Your observation that people who were not included in the trial had “a lower mortality rate than both arms of the ARDSNet Trial” is not supported by your reference (American Jour. Resp and Critical Care Med ’00;161: A210). Indeed, the mortality was 33.4% for the entire study group and 31.3% for the non-participents ( No Significant Difference). (Note that this provides no data re: the etiology in the non-participent group and as no randomization occurred, this can not be considered a meaningful comparison.) The mortality in the low tidal volume group was strikingly below the best mortality in the four small trials cited in the meta-analysis by Eichacker and collegues (AM. J. Respir Crit Care Med 166; 1510:’02) and even the high volume (control) group had a mortality below 6 of the 8 groups in these trials (and comparable to the other two at 38/40%).
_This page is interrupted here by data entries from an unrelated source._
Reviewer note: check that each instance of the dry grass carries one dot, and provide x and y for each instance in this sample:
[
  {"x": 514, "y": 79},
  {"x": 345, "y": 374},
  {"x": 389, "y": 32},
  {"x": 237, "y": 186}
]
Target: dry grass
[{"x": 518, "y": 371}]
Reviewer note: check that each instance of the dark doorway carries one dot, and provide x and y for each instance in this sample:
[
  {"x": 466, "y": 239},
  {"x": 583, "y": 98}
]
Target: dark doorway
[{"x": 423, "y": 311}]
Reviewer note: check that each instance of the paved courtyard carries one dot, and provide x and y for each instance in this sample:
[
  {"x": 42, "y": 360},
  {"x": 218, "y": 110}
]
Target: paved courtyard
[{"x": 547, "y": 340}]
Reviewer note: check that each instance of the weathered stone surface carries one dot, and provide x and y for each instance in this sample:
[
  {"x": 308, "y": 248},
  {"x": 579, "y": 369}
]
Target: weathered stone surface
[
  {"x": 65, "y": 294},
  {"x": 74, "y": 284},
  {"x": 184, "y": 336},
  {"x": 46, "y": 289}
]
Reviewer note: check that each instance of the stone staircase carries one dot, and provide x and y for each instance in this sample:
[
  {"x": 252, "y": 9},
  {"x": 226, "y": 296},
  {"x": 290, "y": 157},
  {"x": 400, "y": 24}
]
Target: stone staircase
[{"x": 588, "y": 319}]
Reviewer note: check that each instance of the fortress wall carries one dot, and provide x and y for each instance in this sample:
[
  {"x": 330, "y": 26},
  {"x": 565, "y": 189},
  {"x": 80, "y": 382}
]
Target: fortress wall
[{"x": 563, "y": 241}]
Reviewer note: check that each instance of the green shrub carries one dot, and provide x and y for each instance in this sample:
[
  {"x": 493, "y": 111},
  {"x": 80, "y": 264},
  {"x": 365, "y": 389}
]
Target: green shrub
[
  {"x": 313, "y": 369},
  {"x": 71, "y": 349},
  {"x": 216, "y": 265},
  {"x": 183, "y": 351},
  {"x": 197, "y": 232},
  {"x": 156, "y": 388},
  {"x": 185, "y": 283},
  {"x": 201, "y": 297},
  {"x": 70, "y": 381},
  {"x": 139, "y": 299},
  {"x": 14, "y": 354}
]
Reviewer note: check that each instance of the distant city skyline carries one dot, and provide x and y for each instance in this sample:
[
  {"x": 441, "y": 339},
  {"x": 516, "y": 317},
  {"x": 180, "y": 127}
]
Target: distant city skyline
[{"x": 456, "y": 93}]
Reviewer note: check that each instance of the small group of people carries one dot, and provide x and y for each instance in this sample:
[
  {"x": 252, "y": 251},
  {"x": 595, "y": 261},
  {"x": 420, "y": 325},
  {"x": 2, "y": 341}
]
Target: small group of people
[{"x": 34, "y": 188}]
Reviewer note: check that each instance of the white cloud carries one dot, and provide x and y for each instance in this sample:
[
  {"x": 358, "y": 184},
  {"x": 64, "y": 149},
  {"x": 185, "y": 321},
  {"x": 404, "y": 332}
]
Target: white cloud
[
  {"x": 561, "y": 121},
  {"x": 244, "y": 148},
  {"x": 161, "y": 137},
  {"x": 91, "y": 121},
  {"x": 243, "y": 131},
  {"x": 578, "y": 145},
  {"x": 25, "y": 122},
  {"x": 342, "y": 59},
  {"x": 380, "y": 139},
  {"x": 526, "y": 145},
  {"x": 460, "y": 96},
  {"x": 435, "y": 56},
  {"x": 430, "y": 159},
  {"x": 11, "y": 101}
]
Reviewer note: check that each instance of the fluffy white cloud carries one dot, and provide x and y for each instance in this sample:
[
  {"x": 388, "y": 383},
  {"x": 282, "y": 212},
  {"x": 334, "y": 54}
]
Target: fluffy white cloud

Therefore, there is nothing to suggest that this trial– given the pre-hoc data– increased risks for any participent over and above the risks of treatment approaches being widely employed at the time; ie it did not, as you alledge, “put critically ill patients at increased risk of death”. The good news is that we will be able to reduce mortality as a direct result of these observations.

You cite several isolated instances of IRB failure. As IRB Chair at Nashville’s St.Thomas Hospital (where I am employed), I am keenly aware of our intermittent failures in spite of all the hard working, well meaning, concerned people who truly try to do their best for those who place their trust in our human subject’s protection programs. We must keep stiving for improvement and your organization provides us all with an important perspective. I do not confuse surrogate consent for routine treatment with that for research (as you suggest). IRBs have a fiduciary obligation to evaluate the “risk/reward” balance. It would be a shame if poeple who had high liklihood of reaping benefit from inclusion in a research protocol were excluded due to their in ability to speak for themselves. I have read the OHRP letter to ARDSNet. We must together keep trying to improve but not arbitrarily exclude access to projects which provide promise to the participents and to our society. In my strong opinion, as a dispassionate observer, the ARDSNet ventillation study is just such a project.

W. Barton Campbell

Please Note: The views expressed above are entirely my own and do not reflect the position of any institution with which I am affiliated.